|
Match Editorial |
SRM 178Wednesday, January 7, 2004
Match summary
Last night's dynamic programming course began with an excursion into the land of typesetting. After
coders completed the Div 1 easy (Div 2 medium), and were quite happy to be through with it, they
moved on to a sequence of DP/Memoization problems. Div 2 coders faced a short, but tricky problem
on strings, with interesting mathematical properties. Div 1 coders faced a sequence of DP problems,
the second of which required 2 levels of DP. radeye and John Dethridge, clearly experts at all
things DP, lead the pack. Each of them conducted a challenging lecture later on, preying on many of
the Div 1 easy submissions. In Division 2, the newcomer matmis proved he wasn't new to
programming. Newcomers win division 2 so frequently, other competitors must be cautious competing
with them. After all, tomek and SnapDragon were newcomers once.
The Problems
SimpleCalculator
Used as: Division Two - Level One:
Value
|
250
|
Submission Rate
|
214 / 236 (90.68%)
|
Success Rate
|
208 / 214 (97.20%)
|
High Score
|
Krumble for 248.75 points (2 mins 1 secs)
|
Average Score
|
202.90 (for 208 correct submissions)
|
The major issue with this problem, was correctly parsing the input. Once complete, the actual
computation was trivial.
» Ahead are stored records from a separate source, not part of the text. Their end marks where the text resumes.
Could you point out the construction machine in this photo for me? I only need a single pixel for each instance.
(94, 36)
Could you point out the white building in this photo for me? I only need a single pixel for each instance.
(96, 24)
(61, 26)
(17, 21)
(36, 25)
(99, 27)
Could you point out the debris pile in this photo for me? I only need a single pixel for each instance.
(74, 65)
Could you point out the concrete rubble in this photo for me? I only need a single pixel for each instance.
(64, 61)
The C++-ish solution uses a single sscanf statement, or a few
stringstreams. A Java-ish solution uses either StringTokenizer, or split combined with a replaceAll
regular expression:
input.replaceAll("([-+*/])"," $1 ").split(" ");
Understanding the above code, gives some good insight into Java regular expressions.
TeXLeX
Used as: Division Two - Level Two:
Value
|
600
|
Submission Rate
|
80 / 236 (33.90%)
|
Success Rate
|
23 / 80 (28.75%)
|
High Score
|
BradAustin for 400.41 points (22 mins 34 secs)
|
Average Score
|
282.71 (for 23 correct submissions)
|
Used as: Division One - Level One:
Value
|
350
|
Submission Rate
|
173 / 200 (86.50%)
|
Success Rate
|
73 / 173 (42.20%)
|
High Score
|
radeye for 316.08 points (9 mins 30 secs)
|
Average Score
|
190.75 (for 73 correct submissions)
|
This problem was nasty. TeX, Donald Knuth's ubiquitous typesetting software, has many intracacies
that even diehard TeX/LaTeX users don't know about. In order to support many different input mechanisms,
TeX gives users the ability to easily access all characters using caret sequences. These are
particularly useful when trying to access characters outside of the printable range. The code that
goes into handling this convenience was the point of this problem.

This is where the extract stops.